Local multi-process run (UNIX socket)¶

When we want Meep and the molecular driver to run as separate processes on the same machine, use a UNIX domain socket. The hub listens on /tmp/socketmxl_<name> and the driver connects with --unix.

Meep script:

import meep as mp
import maxwelllink as mxl

hub = mxl.SocketHub(unixsocket="tls_demo", timeout=10.0, latency=1e-4)

tls = mxl.Molecule(
    hub=hub,
    center=mp.Vector3(0, 0, 0),
    size=mp.Vector3(1, 1, 1),
    sigma=0.1,
    dimensions=2,
)

sim = mxl.MeepSimulation(
    hub=hub,
    molecules=[tls],
    time_units_fs=0.1,
    cell_size=mp.Vector3(8, 8, 0),
    boundary_layers=[mp.PML(3.0)],
    resolution=10,
)

sim.run(until=90)

Driver command (same laptop/workstation):

mxl_driver --model tls --unix --address tls_demo \
  --param "omega=0.242, mu12=187, orientation=2, pe_initial=1e-3"

UNIX sockets avoid port collisions and usually takes less time for communication. MaxwellLink waits for the driver to connect before advancing the simulation.
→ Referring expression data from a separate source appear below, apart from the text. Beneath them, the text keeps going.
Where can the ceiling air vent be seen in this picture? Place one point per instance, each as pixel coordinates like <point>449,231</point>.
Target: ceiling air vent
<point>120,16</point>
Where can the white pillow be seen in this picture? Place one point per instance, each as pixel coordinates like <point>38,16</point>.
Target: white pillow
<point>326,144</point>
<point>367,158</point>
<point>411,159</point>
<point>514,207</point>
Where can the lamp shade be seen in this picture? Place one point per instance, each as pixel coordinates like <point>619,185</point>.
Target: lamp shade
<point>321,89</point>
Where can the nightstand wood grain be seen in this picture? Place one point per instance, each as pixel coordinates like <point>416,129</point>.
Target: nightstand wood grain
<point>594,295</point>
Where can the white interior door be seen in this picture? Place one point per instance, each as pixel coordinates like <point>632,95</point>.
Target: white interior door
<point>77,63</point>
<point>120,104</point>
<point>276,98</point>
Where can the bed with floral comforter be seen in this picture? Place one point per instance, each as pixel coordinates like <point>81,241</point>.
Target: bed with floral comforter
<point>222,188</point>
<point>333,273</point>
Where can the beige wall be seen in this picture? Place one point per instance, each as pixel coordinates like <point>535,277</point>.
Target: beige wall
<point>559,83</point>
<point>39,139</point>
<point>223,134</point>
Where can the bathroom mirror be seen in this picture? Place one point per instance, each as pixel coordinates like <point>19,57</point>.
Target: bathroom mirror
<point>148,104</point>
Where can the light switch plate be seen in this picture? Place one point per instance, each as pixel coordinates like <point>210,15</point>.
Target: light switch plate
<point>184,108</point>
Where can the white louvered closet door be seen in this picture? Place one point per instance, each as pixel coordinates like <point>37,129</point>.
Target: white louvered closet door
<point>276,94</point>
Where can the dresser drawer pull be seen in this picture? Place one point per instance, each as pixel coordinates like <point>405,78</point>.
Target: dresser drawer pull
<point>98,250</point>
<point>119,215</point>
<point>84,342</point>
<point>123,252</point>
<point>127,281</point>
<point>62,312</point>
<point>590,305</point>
Distributed run (TCP socket)¶

For multi-node deployments (e.g., Meep on one node and mxl_driver on another), use a TCP socket. Let the OS pick a free port to prevent clashes.

Meep script:

import meep as mp
import maxwelllink as mxl
from maxwelllink import sockets as mxs

_, port = mxs.get_available_host_port()
hub = mxl.SocketHub(host="", port=port, timeout=30.0, latency=1e-4)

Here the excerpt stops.